Orta Savaşlar ve Darbeler: Amerika’nın yukarıdaki savaşlar sırasında diğer ülkelere yaptığı saldırılar, örneğin Kamboçya’ya, Latin Amerika’ya yapılan saldırılar.
Ama neden Amerika bu kadar çok savaşıyor?Amerika’nın savaş açmasının ekonomik bir nedeni vardır; güvenlik kaygısından değil, ekonomik kazanç sağlama, siyasi nüfuz genişletme ve silah satışı yapma amacını güder.
Amerika’nın Silah Endüstrisi bir ekonomik devdir:
Sadece 2023 yılında, bu ülkenin silah satışları 238 milyar dolar olmuştur.
Ve dünya çapında silah satışlarının %51’i Amerikan şirketlerine aittir.
Kaynakları, jeopolitik bölgeleri ve koridorları kontrol etmek, diğer savaşların motivasyonudur:
Bunu söylemek gereksizdir: Orta Doğu’nun petrolü, askeri pazarlar ve stratejik bölgelerde kalıcı üsler kurmak.

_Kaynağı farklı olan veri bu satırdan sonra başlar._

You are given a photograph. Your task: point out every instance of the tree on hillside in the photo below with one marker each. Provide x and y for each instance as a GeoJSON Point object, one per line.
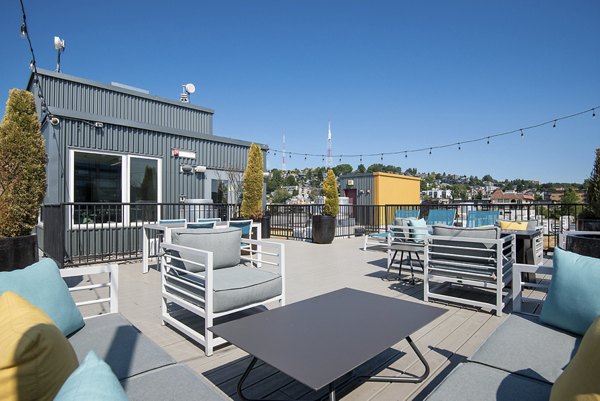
{"type": "Point", "coordinates": [569, 197]}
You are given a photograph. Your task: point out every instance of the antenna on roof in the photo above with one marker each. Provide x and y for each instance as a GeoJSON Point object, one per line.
{"type": "Point", "coordinates": [59, 45]}
{"type": "Point", "coordinates": [188, 89]}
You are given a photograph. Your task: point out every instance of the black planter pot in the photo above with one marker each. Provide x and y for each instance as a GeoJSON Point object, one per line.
{"type": "Point", "coordinates": [584, 244]}
{"type": "Point", "coordinates": [588, 225]}
{"type": "Point", "coordinates": [18, 252]}
{"type": "Point", "coordinates": [323, 229]}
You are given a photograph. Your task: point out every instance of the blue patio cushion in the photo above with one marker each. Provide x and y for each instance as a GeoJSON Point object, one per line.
{"type": "Point", "coordinates": [572, 303]}
{"type": "Point", "coordinates": [234, 287]}
{"type": "Point", "coordinates": [524, 346]}
{"type": "Point", "coordinates": [473, 260]}
{"type": "Point", "coordinates": [175, 382]}
{"type": "Point", "coordinates": [474, 382]}
{"type": "Point", "coordinates": [223, 243]}
{"type": "Point", "coordinates": [93, 380]}
{"type": "Point", "coordinates": [42, 285]}
{"type": "Point", "coordinates": [124, 348]}
{"type": "Point", "coordinates": [418, 230]}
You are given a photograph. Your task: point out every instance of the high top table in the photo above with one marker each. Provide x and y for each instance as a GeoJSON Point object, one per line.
{"type": "Point", "coordinates": [320, 339]}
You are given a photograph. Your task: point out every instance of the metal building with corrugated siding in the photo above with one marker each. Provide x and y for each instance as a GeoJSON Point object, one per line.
{"type": "Point", "coordinates": [113, 143]}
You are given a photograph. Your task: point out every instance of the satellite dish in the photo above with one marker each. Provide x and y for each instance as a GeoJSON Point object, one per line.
{"type": "Point", "coordinates": [59, 44]}
{"type": "Point", "coordinates": [190, 88]}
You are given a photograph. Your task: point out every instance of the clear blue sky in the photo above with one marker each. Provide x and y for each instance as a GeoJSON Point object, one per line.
{"type": "Point", "coordinates": [389, 75]}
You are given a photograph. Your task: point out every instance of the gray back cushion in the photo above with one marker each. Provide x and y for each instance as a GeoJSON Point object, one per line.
{"type": "Point", "coordinates": [466, 233]}
{"type": "Point", "coordinates": [223, 243]}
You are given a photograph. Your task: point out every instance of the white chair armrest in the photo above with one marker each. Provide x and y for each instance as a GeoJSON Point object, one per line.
{"type": "Point", "coordinates": [112, 269]}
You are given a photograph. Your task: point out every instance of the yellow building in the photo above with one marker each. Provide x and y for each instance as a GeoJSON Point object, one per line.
{"type": "Point", "coordinates": [380, 189]}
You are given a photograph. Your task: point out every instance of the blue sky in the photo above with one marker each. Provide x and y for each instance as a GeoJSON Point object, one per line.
{"type": "Point", "coordinates": [389, 75]}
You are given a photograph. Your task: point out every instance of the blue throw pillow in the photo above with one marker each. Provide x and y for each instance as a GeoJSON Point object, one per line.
{"type": "Point", "coordinates": [42, 285]}
{"type": "Point", "coordinates": [419, 231]}
{"type": "Point", "coordinates": [573, 300]}
{"type": "Point", "coordinates": [93, 380]}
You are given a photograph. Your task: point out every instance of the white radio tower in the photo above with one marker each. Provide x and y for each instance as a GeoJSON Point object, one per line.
{"type": "Point", "coordinates": [283, 155]}
{"type": "Point", "coordinates": [329, 149]}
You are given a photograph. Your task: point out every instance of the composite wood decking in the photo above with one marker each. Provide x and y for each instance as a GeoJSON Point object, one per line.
{"type": "Point", "coordinates": [311, 270]}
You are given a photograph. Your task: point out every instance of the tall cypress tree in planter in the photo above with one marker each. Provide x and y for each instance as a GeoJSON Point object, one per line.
{"type": "Point", "coordinates": [323, 229]}
{"type": "Point", "coordinates": [253, 185]}
{"type": "Point", "coordinates": [22, 180]}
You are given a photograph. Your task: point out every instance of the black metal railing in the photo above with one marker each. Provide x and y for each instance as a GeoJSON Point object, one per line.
{"type": "Point", "coordinates": [82, 233]}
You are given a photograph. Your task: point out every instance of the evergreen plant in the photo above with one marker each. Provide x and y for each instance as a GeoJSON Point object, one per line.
{"type": "Point", "coordinates": [330, 191]}
{"type": "Point", "coordinates": [22, 165]}
{"type": "Point", "coordinates": [253, 185]}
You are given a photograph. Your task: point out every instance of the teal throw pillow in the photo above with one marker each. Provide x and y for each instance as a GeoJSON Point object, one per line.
{"type": "Point", "coordinates": [93, 380]}
{"type": "Point", "coordinates": [573, 300]}
{"type": "Point", "coordinates": [419, 230]}
{"type": "Point", "coordinates": [42, 285]}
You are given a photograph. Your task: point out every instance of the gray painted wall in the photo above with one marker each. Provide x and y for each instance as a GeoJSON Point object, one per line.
{"type": "Point", "coordinates": [364, 182]}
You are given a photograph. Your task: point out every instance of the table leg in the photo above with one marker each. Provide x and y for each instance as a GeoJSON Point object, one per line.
{"type": "Point", "coordinates": [404, 379]}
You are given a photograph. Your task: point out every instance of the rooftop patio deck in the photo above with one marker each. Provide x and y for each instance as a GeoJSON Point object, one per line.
{"type": "Point", "coordinates": [311, 270]}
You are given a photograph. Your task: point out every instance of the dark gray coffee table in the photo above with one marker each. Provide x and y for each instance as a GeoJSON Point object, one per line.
{"type": "Point", "coordinates": [318, 340]}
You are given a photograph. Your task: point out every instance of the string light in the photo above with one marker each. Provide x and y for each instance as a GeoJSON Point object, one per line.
{"type": "Point", "coordinates": [487, 138]}
{"type": "Point", "coordinates": [33, 66]}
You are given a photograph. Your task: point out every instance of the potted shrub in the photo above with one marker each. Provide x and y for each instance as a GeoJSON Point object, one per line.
{"type": "Point", "coordinates": [22, 180]}
{"type": "Point", "coordinates": [252, 195]}
{"type": "Point", "coordinates": [323, 228]}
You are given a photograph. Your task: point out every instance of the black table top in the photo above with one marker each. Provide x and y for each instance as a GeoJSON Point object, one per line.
{"type": "Point", "coordinates": [318, 340]}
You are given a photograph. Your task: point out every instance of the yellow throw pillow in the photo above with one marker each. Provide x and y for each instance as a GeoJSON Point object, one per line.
{"type": "Point", "coordinates": [35, 356]}
{"type": "Point", "coordinates": [513, 225]}
{"type": "Point", "coordinates": [580, 380]}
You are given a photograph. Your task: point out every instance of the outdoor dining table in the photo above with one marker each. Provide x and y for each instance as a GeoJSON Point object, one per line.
{"type": "Point", "coordinates": [318, 340]}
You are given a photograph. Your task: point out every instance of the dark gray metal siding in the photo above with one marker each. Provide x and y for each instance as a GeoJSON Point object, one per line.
{"type": "Point", "coordinates": [64, 92]}
{"type": "Point", "coordinates": [364, 182]}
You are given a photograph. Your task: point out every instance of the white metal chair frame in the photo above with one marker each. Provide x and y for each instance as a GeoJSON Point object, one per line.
{"type": "Point", "coordinates": [112, 269]}
{"type": "Point", "coordinates": [259, 253]}
{"type": "Point", "coordinates": [501, 252]}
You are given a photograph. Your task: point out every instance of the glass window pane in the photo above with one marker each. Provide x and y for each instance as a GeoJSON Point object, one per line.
{"type": "Point", "coordinates": [143, 188]}
{"type": "Point", "coordinates": [97, 178]}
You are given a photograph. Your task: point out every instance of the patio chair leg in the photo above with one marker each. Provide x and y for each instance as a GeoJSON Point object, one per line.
{"type": "Point", "coordinates": [404, 379]}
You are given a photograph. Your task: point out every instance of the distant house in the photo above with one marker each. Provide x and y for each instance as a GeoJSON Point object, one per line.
{"type": "Point", "coordinates": [500, 197]}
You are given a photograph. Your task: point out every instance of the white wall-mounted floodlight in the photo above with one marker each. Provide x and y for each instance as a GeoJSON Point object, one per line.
{"type": "Point", "coordinates": [188, 89]}
{"type": "Point", "coordinates": [59, 45]}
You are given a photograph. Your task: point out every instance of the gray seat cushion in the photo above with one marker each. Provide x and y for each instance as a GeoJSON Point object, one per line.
{"type": "Point", "coordinates": [224, 243]}
{"type": "Point", "coordinates": [475, 382]}
{"type": "Point", "coordinates": [524, 346]}
{"type": "Point", "coordinates": [175, 382]}
{"type": "Point", "coordinates": [235, 287]}
{"type": "Point", "coordinates": [126, 350]}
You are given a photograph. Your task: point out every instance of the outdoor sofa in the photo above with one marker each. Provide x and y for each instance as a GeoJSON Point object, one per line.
{"type": "Point", "coordinates": [539, 357]}
{"type": "Point", "coordinates": [132, 361]}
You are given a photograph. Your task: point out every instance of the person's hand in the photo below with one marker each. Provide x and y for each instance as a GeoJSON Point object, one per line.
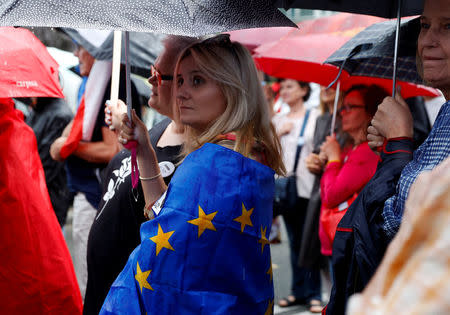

Ve bugün Amerika’nın dünya genelinde 80’den fazla askeri üssü vardır.
Kültürel Kapitalizme Dayalı Değer Sistemi Dayatmak
Amerikalı siyasetçiler bile bu gerçeği kabul etmiştir. Eski Başkan Jimmy Carter, Trump’a yaptığı bir telefon görüşmesinde şunları söylemişti:”Amerika, savaşçı bir ülke çünkü değerlerini başkalarına zorla dayatmaya çalıştı.”
Bu açlık devam edecek mi?Bu konuda bu yolun devam edeceğine dair bazı işaretler var:
Kanada’nın Amerika’ya katılma tehdidi.
Panama Kanalı’nı geri alma iddiası.
Grönland’ı satın alma önerisinin tekrarı!
Tabii ki, bu savaşların ne zaman başlayacağı henüz belli değil ve şu an için psikolojik bir tasarım aşamasında olduğu görülüyor!
Bunlar, Amerika’nın sadece komşularına karşı bile benimsemiş olduğu yayılmacı politikaların örnekleridir.
Sonuç
Savaş, Amerika’nın siyasi ve ekonomik DNA’sının bir parçasıdır.Amerika, savaştan zenginleştiği için barışa ihtiyacı yoktur.Ama bu yol sonsuza kadar devam edebilir mi?Yoksa dünya, bu savaşçı politikalara karşı duracak mı?
Bir gün Amerika savaşları terk edecek mi?